I have a summer reading list, and this book was not on it. I moved it into the pole position when I found this on my local library’s shelf. I wasn’t disappointed by the read. Art Inc.: The Essential Guide for Building Your Career as An Artist is a “getting started in your career/business book” — except this book has great design and color throughout. The chapters dealing with the specifics of the art world and the business of art may not have appeal for many people who are not attempting to do that work. The other parts of the good contain solid reminders and sage advice about getting started on a new path.
Moving to a mindset of being a thriving and successful artist and academic entrepreneur requires the same effort and energy to crush the obstacles, myths, and “erroneous assumptions about the way the world works.” The conventional belief about the art world is that “only starving artists create great work.” Entrepreneurs are told to “follow their passion,” and academics are often told that “doing what you love means that you shouldn’t be paid well.” All of those are bad notions and bad ideas. Following your passion can be a bad thing; Cal Newport talks about that. Other scholars have tackled the “doing what you love” mythology. I’m not going to get into that.

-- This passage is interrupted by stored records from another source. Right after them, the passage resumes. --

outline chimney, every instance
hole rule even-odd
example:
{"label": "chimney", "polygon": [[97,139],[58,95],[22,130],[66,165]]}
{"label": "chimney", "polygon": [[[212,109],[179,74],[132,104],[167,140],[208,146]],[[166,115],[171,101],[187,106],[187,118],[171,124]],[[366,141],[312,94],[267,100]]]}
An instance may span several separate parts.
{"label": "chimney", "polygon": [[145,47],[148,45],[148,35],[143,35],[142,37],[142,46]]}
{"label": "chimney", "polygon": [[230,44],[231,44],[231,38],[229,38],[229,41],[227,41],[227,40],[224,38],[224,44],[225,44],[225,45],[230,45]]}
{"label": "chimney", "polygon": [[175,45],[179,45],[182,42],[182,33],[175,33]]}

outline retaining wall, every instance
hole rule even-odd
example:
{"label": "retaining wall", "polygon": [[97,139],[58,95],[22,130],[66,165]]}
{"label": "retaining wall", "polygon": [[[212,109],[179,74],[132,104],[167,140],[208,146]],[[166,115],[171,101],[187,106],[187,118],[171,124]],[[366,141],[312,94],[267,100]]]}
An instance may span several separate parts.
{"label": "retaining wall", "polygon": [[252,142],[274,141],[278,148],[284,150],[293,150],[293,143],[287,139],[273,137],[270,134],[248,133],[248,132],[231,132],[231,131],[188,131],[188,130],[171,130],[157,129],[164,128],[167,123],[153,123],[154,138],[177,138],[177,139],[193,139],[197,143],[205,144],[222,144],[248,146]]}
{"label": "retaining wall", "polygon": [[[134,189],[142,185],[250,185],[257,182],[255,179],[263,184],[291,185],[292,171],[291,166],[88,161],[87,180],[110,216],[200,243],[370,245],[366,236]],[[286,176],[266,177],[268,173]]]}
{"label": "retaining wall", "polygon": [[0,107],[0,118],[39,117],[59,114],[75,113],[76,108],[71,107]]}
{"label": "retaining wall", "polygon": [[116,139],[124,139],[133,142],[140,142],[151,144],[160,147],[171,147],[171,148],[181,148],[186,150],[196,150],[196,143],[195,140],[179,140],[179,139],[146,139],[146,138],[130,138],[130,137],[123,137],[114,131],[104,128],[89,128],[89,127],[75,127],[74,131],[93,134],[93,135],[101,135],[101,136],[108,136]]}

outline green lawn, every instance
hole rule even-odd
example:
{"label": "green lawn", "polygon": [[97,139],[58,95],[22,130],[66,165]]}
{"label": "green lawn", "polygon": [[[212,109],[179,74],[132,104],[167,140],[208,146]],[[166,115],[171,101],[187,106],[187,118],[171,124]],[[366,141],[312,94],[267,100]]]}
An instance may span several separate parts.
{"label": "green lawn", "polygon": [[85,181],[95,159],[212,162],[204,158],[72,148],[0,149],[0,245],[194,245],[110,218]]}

What I do think we, as starting entrepreneurs grounded in academia, is to think about what we want to do and what are the mental things blocking us from that. What will it take to be a thriving tenured entrepreneur? Congdon provides some key thoughts that thriving artists should have. I have repurposed them for the tenured academic:
- “Putting effort toward making a living from my moonlighting/side hustle/gigs/consulting allows me to do what I love.”
- “I proudly and actively share my talents and skills with the world. Doing this helps me to earn income so I can achieve my goals.”
- “There is no single ‘perfect’ way to be a successful tenured entrepreneur. I will allow myself to explore and discover new creative avenues I might enjoy or I might make income from.”
- “Making good work comes from passion, talent, and hard work.”
I appreciate the wisdom I received from this book and will apply this on my own journey. Art Inc. was worth moving up on the reading list.